In questo quadro, Constance Prazel, capo redattore della rivista, parla di totalitarismo: “Il discorso ecologista, promosso dai media come strutture di potere, è un modo rapido e sicuro per lanciare l’anatema sui comportamenti devianti, che vanno dal desiderio di avere una famiglia numerosa fino al consumo regolare di carne rossa. Si cerca di abolire un insieme di pratiche individuali o espressione di comunità tradizionali, in nome di una ‘presa di coscienza’ considerata salutare per il pianeta… La frenesia ecologista, che si nutre di una presunta onnipotenza dello Stato e delle Ong, ci invita a proiettarci nel mondo virtuoso della biodegradabilità: un mondo chiamato ad autodistruggersi, senza lasciare tracce di sé”.

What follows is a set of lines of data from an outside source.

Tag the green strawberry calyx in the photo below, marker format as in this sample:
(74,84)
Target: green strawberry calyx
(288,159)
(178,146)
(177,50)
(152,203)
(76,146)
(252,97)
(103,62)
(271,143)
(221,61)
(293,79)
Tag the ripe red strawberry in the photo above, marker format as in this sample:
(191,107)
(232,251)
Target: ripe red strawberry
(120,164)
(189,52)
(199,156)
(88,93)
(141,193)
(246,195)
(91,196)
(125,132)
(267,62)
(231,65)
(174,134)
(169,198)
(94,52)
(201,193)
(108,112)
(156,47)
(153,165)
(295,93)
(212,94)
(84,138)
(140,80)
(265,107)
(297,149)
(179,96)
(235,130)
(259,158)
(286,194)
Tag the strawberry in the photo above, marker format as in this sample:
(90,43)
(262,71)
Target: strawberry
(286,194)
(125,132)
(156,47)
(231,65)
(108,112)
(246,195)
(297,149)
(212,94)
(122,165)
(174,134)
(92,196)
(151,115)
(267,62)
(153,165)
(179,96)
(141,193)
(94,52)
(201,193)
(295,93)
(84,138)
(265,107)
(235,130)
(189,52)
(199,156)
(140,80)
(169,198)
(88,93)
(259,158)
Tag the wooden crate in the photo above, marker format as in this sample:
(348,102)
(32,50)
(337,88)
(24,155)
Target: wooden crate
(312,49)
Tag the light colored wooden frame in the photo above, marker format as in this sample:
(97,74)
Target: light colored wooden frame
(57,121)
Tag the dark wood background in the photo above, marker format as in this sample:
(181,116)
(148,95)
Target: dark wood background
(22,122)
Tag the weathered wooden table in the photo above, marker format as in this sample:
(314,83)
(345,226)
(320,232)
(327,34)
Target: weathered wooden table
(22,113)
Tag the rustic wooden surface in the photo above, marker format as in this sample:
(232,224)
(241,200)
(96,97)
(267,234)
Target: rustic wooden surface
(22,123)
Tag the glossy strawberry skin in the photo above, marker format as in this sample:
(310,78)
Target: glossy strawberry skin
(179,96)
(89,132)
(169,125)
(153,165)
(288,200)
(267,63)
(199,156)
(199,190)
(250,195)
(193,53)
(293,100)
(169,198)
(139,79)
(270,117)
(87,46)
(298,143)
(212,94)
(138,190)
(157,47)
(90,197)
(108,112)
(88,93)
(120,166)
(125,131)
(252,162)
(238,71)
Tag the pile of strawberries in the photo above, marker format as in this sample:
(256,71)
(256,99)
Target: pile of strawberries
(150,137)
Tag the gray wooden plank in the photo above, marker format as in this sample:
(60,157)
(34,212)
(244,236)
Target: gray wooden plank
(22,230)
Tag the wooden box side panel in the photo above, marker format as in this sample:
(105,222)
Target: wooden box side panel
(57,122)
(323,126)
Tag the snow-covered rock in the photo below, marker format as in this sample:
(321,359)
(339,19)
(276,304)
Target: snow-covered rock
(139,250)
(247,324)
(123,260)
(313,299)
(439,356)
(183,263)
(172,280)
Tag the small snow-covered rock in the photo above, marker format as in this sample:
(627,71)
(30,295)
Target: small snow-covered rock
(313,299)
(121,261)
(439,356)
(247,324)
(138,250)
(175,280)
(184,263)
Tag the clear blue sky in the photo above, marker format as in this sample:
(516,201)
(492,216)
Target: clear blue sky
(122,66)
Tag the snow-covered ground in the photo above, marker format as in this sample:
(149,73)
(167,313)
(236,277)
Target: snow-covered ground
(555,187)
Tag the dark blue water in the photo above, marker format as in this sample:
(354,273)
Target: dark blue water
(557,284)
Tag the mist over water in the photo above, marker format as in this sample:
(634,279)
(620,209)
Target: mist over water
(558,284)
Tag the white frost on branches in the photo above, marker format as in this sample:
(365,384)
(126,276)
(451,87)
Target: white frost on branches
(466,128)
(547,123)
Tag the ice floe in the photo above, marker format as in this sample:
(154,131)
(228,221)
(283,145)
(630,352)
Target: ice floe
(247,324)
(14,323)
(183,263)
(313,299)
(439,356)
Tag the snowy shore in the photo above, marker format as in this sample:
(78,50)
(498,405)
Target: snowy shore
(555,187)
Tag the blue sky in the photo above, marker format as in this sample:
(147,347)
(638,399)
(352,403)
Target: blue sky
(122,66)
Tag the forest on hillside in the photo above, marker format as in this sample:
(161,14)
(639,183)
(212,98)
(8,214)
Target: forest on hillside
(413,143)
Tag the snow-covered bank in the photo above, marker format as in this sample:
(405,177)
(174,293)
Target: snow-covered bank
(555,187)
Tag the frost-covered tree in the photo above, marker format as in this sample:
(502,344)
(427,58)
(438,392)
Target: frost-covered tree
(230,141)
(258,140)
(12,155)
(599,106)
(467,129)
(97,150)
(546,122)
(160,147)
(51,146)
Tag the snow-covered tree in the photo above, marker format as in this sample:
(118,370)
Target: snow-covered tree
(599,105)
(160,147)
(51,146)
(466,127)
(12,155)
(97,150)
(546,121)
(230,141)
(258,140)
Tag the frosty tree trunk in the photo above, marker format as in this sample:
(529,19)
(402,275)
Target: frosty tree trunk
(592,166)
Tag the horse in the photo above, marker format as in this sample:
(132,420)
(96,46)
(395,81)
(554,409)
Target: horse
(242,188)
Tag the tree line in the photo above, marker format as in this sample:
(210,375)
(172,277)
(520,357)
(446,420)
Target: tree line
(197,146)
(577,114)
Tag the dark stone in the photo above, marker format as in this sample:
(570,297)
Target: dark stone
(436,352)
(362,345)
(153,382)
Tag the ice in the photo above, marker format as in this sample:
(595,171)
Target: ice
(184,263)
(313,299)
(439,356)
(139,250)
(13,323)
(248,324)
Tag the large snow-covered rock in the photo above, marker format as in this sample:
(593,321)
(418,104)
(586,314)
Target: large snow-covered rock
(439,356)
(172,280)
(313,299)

Il nuovo ecologismo di Greta Thunberg, delle Ong internazionali, dei Premi Nobel, dell’IPCC, il Gruppo di esperti intergovernativi sull’evoluzione del clima, vuole fare tabula rasa di tutto un insieme di pratiche giudicate responsabili di questo degrado. Nasce così un “nuovo catechismo”, un codice di buona condotta, il vademecum del perfetto militante ossessionato dall’idea di salvare il pianeta, nel segno del cambiamento, della novità, della rottura rispetto ad una saggezza antica. Questo militante ecologista “vuole solo frutti e legumi di stagione, ma fino a poco tempo fa ci sarebbe sembrato perfettamente assurdo mangiare pomodori in dicembre, e i libri di ricette dispensavano tesori di immaginazione per preparare, da ottobre a marzo, zucche, lenticchie e stufati di fagioli. Per lottare contro il potere del sacchetto di plastica, egli fa i suoi acquisti con una borsa di cotone, ribattezzata tote-bag, modesta erede dei panieri di vimini delle nostre nonne. Egli seleziona i suoi vestiti per evitare di accumulare nei suoi armadi pile di T-shirts imbianchite dal cloro e fabbricate in Bangladesh, comportamento che la madre di una famiglia numerosa fa anche oggi, per guadagnare spazio, evitare lo spreco, e far durare per tutti i suoi bambini dei vestiti di qualità, indistruttibili e non soggetti alla moda”.

Liberté politique ci pone davanti l’esito gnostico della nuova nevrosi ecologista: bisogno di cambiamento totale (palingenesi, nuova creazione) e di nuove regole assolutamente necessarie e vitali al punto da dover venire imposte. Sono i caratteri di ogni totalitarismo.